Belum lagi perkara hanya LinkAja yang terafiliasi sebagai alat pembayaran. Sekali isi ulang saldo, ada bea administrasi sebesar Rp1000,- per sekali isi. Bayangkan berapa ribu pengisian saldo setiap harinya? Sunggu strategi bisnis yang cermat.
Pertanyaan di atas setengah penting dan nggak penting sih ya. Mungkin para pemangku kebijakan nggak baca tulisan ini, jadi nggak paham masalah masyarakat luas itu apa kalau kebijakan itu beneran dijalankan di seluruh pelosok Indonesia. Minimal, saya sudah menuangkan isi kepala agar dibaca banyak mata dan akal.
Apakah selanjutnya My Pertamina semakin diminati dan bermanfaat bagi seluruh rakyat, atau sebaliknya, biar waktu yang menjawab.
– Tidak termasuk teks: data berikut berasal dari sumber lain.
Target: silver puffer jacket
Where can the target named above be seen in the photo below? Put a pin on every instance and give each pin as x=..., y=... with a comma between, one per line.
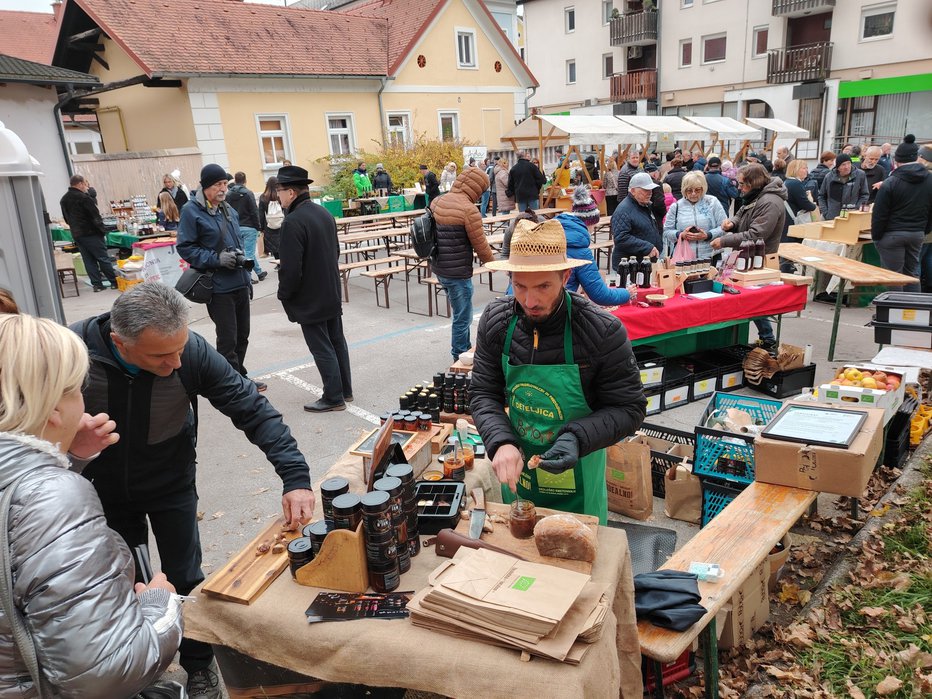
x=73, y=583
Khusus saat ini, pembelian melalui aplikasi hanya khusus untuk mobil dengan cc lebih dari 2000.
Ntah nanti, seiring berjalannya waktu apakah My Pertamina akan mampu menarik masyarakat awam dari ke-gaptek-an perangkat pintar. Secara pribadi kalau memang keberadaan aplikasi ini semakin membuat penduduk Indonesia sejahtera tidak masalah. Semoga kelak ada sistem yang lebih canggih bisa diterapkan tanpa kontra masyarakat luas.